How to Get Ahead – At Renaissance Court: Writer, broadcaster and Newsnight arts correspondent Stephen Smith explores Renaissance Florence under the reign of Grand Duke Cosimo Medici. Cosimo’s fledgling court prized the finer things in life and some of the greatest painters, sculptors and craftsmen in world history came to serve the Grand Duke. But successful courtiers had to have brains as well as brawn. The canniest of them looked to theorists like Niccolo Machiavelli for underhand ways to get ahead, whilst enlightened polymaths turned their minds to the heavens, and to ice cream.
Florence, Italy was one of the centers of the Renaissance, a period of cultural, intellectual, and artistic revival that began in Europe in the 14th century. It was home to many great artists, writers, and philosophers who helped to shape the course of the Renaissance and contributed to its legacy. Some of the most famous figures associated with Renaissance Florence include Dante Alighieri, Leonardo da Vinci, and Michelangelo. The city was also home to the Medici family, a powerful banking and political dynasty that played a key role in the development of the Renaissance in Florence and beyond.
The Renaissance courts of Europe were meant to dazzle—courtiers feasting at lavish tables and knights in gleaming armor might spring to mind. Life at court was certainly lavish, but everything from prayer to the display of heraldry was governed by complex codes of conduct. Writer and broadcaster Stephen Smith finds out what it took to survive and prosper in the most artistic, decadent and dangerous royal courts in history.
The Renaissance was a period of cultural, intellectual, and artistic revival that began in Europe in the 14th century and spread to other parts of the world. It is known for the development of new ideas in art, literature, philosophy, science, and politics, and for the rediscovery of classical knowledge and culture. It is considered one of the most important periods in Western history.
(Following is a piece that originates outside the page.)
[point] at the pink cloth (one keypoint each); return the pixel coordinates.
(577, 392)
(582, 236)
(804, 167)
How to Get Ahead – At Renaissance Court
Renaissance
The Renaissance is a period in European history marking the transition from the Middle Ages to modernity and covering the 15th and 16th centuries, characterized by an effort to revive and surpass ideas and achievements of classical antiquity. It occurred after the Crisis of the Late Middle Ages and was associated with great social change. In addition to the standard periodization, proponents of a “long Renaissance” may put its beginning in the 14th century and its end in the 17th century.
The traditional view focuses more on the early modern aspects of the Renaissance and argues that it was a break from the past, but many historians today focus more on its medieval aspects and argue that it was an extension of the Middle Ages. However, the beginnings of the period – the early Renaissance of the 15th century and the Italian Proto-Renaissance from around 1250 or 1300 – overlap considerably with the Late Middle Ages, conventionally dated to c. 1250–1500, and the Middle Ages themselves were a long period filled with gradual changes, like the modern age; and as a transitional period between both, the Renaissance has close similarities to both, especially the late and early sub-periods of either.
The intellectual basis of the Renaissance was its version of humanism, derived from the concept of Roman humanitas and the rediscovery of classical Greek philosophy, such as that of Protagoras, who said that “man is the measure of all things”. This new thinking became manifest in art, architecture, politics, science and literature. Early examples were the development of perspective in oil painting and the revived knowledge of how to make concrete. Although the invention of metal movable type sped the dissemination of ideas from the later 15th century, the changes of the Renaissance were not uniform across Europe: the first traces appear in Italy as early as the late 13th century, in particular with the writings of Dante and the paintings of Giotto.
As a cultural movement, the Renaissance encompassed innovative flowering of Latin and vernacular literatures, beginning with the 14th-century resurgence of learning based on classical sources, which contemporaries credited to Petrarch; the development of linear perspective and other techniques of rendering a more natural reality in painting; and gradual but widespread educational reform. In politics, the Renaissance contributed to the development of the customs and conventions of diplomacy, and in science to an increased reliance on observation and inductive reasoning. Although the Renaissance saw revolutions in many intellectual and social scientific pursuits, as well as the introduction of modern banking and the field of accounting, it is perhaps best known for its artistic developments and the contributions of such polymaths as Leonardo da Vinci and Michelangelo, who inspired the term “Renaissance man”.